Quando l’uomo ama la… macchina
C’è chi ha parlato del rapporto uomo-tecnologia ben prima che le discipline psicologiche e umanistiche facessero proprio il tema. C’è chi ha raccontato di come il virtuale, la macchina, l’inanimato, possano sostituirsi al “reale”, persino nel settore più emotivo dell’esperienza umana: l’amore.
C’è chi lo ha fatto ben 32 anni fa, al cinema, e senza ricorrere alla fantascienza: è Marco Ferreri, nel suo I Love You.
Film tutto da riscoprire: c’è la tecnologia, c’è un uomo che se ne innamora, eppure gli schermi neri di Black Mirror non c’entrano affatto.
Ci si può innamorare di una macchina? Forse sì: la tecnologia alletta l’uomo moderno più dell’umano.
I love you è la storia, spietata, d’un narcisista, e nonostante sia un prodotto datato, è una straordinaria fotografia dei mutamenti che la civiltà post-moderna ha impresso all’umanità dal punto di vista relazionale, sentimentale e sessuale.
Michael, bello e solitario, è conteso da molte donne, eppure è un uomo annoiato e insofferente. Un giorno, per strada, giunge al suo orecchio una voce suadente che gli sussurra I love you. La voce proviene da un portachiavi raffigurante un grazioso viso di donna. Michael se ne innamora.
Nel mentre, l’occhio del regista incede imperturbabile su una città iper-pop, iper-tecnologica, volgare e indifferente. È un ritratto della società contemporanea, sempre più avvinghiata consumisticamente a oggetti-feticcio (come la tv perennemente accesa, simbolo di desolazione e di avvilente dipendenza) e alienata, come il protagonista, che egocentrico e schivo, finisce per innamorarsi morbosamente di un gingillo tecnologico.
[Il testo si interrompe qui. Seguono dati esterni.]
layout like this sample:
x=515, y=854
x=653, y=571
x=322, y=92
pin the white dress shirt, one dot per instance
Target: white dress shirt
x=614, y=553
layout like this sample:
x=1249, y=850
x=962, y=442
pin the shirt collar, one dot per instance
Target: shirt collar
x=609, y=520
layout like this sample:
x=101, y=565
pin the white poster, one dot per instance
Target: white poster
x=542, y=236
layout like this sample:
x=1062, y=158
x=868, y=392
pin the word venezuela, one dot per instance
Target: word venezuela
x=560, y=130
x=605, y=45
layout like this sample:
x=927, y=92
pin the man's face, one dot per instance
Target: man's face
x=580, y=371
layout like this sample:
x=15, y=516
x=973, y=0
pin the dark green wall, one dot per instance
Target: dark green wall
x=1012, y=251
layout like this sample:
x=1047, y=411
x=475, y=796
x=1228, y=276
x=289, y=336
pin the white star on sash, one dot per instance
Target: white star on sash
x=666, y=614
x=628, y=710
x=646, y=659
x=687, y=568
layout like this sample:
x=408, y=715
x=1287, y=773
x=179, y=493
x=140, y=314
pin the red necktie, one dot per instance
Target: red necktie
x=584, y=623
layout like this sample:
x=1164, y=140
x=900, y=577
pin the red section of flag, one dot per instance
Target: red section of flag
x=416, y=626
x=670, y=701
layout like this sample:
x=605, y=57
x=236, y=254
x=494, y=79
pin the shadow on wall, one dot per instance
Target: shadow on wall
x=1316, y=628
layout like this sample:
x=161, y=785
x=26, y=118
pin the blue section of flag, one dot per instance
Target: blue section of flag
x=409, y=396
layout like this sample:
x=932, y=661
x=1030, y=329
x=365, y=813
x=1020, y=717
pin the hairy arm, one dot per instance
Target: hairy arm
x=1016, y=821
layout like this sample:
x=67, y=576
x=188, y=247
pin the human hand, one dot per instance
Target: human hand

L’idillio s’interrompe, con toni che oscillano tra il drammatico e il grottesco, quando il ragazzo si rende conto che anche altri possiedono lo stesso portachiavi, e che il portachiavi è sensibile anche ad altri stimoli, come il suono di un carillon.
Dalla donna oggetto all’oggetto donna, si potrebbe dire. I love you fa riflettere: la tecnologia dà nuova forma all’uomo, alle sue abitudini, ai suoi modi d’intendere e di cercare la relazione. Il rapporto con l’altro si svuota, si riduce all’infatuazione per un gadget che è uguale a tanti, e che proprio per questo, è in possesso di molti.
A livello tematico, più ancora che le consuete questioni sull’impossibilità della coppia e sulla (presunta) autosufficienza amorosa del narcisista, spicca quello della sostituzione dell’umano con la tecnologia.
«Ti farebbe comodo una ragazza così, vero? Una ragazza docile, pronta, sempre là. E quando ne hai voglia, le fischi».
Più di venticinque anni dopo, con più dimestichezza storica e una visione maggiormente ampia dell’impatto della tecnologia sulla vita dell’uomo, Her di Spike Jonze e il già citato Black Mirror hanno provato ad esplorare la stessa dimensione.
I love you rimane, ad ogni modo, un documento pregevole su quella che oggi definiamo “solitudine digitale“.
Anche se, per dirla con le parole dell’antropologa Ida Magli, «questa non è più solitudine: è solità“.